Changing your role and way of life is a trial by ordeal. This trial, this ordeal, is exacted by the groups we leave and join, but also by ourselves as it seems to help us visualise ourselves anew.

The giving of the gold watch that used to be the symbol of the rite of retirement is one of these ordeals. Those that had suffered it wore the watch as a sign of their changed life, just as in some tribes it is necessary to bear the pain of widespread tatooing before you can be accepted as an adult member of the tribe.

I instinctively avoided any public show when it came to be my turn to finish working. Since I was 11 years old I have always found transitions difficult. I stayed on an extra year at school but even then my grades didn’t thrive. I joined the Merchant Navy and re-took my exams so that I could go to university, but once having achieved this I was again reluctant to move on and I returned to the navy between the second and third year of my first degree.

Portrait of the Author as a Young Sea Dog

This is a photo of a post card I sent to my university tutor showing me playing at being a sailor when I should have been sitting my finals. This turned up many years later when one of the alumni, who had become a professional collector, gathered all the remnants of that time together in a web site ‘most dear to those that know’.

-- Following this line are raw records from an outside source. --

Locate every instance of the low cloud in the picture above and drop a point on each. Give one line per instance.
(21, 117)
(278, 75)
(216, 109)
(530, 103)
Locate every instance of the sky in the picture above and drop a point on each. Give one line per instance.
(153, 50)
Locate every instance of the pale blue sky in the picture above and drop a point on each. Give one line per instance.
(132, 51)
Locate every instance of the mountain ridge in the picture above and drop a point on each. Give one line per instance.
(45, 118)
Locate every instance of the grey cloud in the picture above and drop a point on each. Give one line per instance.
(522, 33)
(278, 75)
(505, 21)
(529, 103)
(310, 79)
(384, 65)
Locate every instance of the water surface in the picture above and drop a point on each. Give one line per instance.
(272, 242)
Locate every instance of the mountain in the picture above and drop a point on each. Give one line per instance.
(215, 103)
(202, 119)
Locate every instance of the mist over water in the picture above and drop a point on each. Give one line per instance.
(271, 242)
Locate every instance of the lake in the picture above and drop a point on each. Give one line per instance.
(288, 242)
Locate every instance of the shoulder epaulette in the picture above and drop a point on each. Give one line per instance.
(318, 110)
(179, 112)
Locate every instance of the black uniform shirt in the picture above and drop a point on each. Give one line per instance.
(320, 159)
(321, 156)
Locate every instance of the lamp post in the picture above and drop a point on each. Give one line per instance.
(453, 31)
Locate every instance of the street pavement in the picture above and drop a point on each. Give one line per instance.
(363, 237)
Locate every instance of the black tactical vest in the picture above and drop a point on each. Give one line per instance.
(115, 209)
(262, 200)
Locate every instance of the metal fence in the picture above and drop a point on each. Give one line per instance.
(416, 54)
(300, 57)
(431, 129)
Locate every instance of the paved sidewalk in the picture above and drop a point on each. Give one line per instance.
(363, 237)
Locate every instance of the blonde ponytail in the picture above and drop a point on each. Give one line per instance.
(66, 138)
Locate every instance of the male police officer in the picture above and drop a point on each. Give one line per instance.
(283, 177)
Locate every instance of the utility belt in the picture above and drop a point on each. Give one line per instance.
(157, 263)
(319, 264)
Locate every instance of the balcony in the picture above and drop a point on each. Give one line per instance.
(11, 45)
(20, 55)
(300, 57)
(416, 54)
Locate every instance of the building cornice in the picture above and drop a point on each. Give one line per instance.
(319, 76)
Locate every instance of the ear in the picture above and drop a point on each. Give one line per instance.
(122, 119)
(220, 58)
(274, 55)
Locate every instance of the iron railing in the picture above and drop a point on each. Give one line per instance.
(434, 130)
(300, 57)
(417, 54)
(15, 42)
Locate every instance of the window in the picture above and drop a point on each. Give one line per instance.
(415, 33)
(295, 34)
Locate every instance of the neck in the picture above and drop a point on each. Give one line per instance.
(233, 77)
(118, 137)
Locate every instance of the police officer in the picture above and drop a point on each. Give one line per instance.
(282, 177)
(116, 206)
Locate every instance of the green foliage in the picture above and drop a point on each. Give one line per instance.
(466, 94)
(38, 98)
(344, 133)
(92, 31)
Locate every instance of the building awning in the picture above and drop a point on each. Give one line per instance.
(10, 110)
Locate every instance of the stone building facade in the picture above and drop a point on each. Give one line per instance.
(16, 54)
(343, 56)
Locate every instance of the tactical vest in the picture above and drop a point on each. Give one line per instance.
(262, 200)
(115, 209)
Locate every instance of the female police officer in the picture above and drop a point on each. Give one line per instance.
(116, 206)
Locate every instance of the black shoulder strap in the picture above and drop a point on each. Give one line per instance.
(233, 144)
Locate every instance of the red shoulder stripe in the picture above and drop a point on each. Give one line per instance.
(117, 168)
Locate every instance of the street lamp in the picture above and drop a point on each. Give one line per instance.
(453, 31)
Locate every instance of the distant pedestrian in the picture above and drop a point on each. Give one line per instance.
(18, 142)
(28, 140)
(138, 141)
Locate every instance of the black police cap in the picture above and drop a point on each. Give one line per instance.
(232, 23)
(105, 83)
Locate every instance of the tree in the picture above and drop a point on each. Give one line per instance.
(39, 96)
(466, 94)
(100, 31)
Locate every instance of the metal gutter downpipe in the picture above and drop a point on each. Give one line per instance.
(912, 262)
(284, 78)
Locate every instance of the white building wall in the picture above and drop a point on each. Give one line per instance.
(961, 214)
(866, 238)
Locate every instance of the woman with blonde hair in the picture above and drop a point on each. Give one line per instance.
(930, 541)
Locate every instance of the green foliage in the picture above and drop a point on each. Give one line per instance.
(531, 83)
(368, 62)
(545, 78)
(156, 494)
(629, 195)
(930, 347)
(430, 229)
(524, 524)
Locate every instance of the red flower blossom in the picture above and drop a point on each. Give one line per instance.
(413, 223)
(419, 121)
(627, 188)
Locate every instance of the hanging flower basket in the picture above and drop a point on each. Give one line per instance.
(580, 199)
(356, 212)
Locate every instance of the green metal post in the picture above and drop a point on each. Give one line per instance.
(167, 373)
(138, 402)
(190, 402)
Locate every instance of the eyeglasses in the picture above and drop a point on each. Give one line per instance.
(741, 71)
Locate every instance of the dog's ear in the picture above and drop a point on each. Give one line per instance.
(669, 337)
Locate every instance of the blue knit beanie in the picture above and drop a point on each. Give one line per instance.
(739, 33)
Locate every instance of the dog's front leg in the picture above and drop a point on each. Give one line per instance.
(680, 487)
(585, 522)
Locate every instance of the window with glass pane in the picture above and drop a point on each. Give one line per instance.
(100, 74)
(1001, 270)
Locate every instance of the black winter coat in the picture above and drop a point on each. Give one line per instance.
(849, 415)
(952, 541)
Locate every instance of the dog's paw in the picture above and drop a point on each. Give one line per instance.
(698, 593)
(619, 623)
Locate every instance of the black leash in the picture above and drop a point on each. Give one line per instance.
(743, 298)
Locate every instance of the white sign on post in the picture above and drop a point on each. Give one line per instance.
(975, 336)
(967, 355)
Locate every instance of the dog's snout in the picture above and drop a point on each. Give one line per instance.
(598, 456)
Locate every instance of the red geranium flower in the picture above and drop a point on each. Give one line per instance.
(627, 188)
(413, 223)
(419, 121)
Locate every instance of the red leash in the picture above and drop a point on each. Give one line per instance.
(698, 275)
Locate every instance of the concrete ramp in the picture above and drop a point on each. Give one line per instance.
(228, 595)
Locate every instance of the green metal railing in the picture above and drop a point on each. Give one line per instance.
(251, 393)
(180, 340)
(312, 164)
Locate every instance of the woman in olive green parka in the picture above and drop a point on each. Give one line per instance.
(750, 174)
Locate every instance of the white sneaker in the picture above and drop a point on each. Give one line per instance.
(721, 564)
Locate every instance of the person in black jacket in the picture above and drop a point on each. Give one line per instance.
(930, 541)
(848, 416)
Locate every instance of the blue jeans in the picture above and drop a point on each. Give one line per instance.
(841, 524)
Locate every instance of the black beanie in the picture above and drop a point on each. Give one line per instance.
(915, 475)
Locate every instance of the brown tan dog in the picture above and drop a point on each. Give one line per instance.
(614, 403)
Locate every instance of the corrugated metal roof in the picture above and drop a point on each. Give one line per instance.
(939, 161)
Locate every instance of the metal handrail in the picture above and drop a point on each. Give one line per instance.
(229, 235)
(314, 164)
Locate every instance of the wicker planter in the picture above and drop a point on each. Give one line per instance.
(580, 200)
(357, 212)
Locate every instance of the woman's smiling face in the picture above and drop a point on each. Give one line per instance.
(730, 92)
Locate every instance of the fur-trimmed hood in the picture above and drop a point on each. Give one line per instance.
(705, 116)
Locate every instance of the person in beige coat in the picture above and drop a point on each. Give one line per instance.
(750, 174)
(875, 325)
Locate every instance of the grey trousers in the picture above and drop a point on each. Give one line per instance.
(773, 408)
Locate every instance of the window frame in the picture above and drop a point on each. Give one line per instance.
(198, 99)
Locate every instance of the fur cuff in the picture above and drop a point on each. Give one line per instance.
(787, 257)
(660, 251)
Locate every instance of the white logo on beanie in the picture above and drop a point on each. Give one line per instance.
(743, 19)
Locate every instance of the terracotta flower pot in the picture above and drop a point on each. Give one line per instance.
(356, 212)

If I had found it hard to leave school, it was four times harder to leave university. I managed to extend my time there to seven years. But that ‘was in another country’, and is a story for a different day.

For the point of this little essay is to heap praise upon myself for the incredible despatch and smoothness of my retirement. I delayed only one year after the traditional age of 65. I made the announcement of my leaving date in March, and duly carried it out in October. Now is my autumn of good content, and the rite of passage that I have designed is a sea trial, an ordeal by water, a marine odyssey.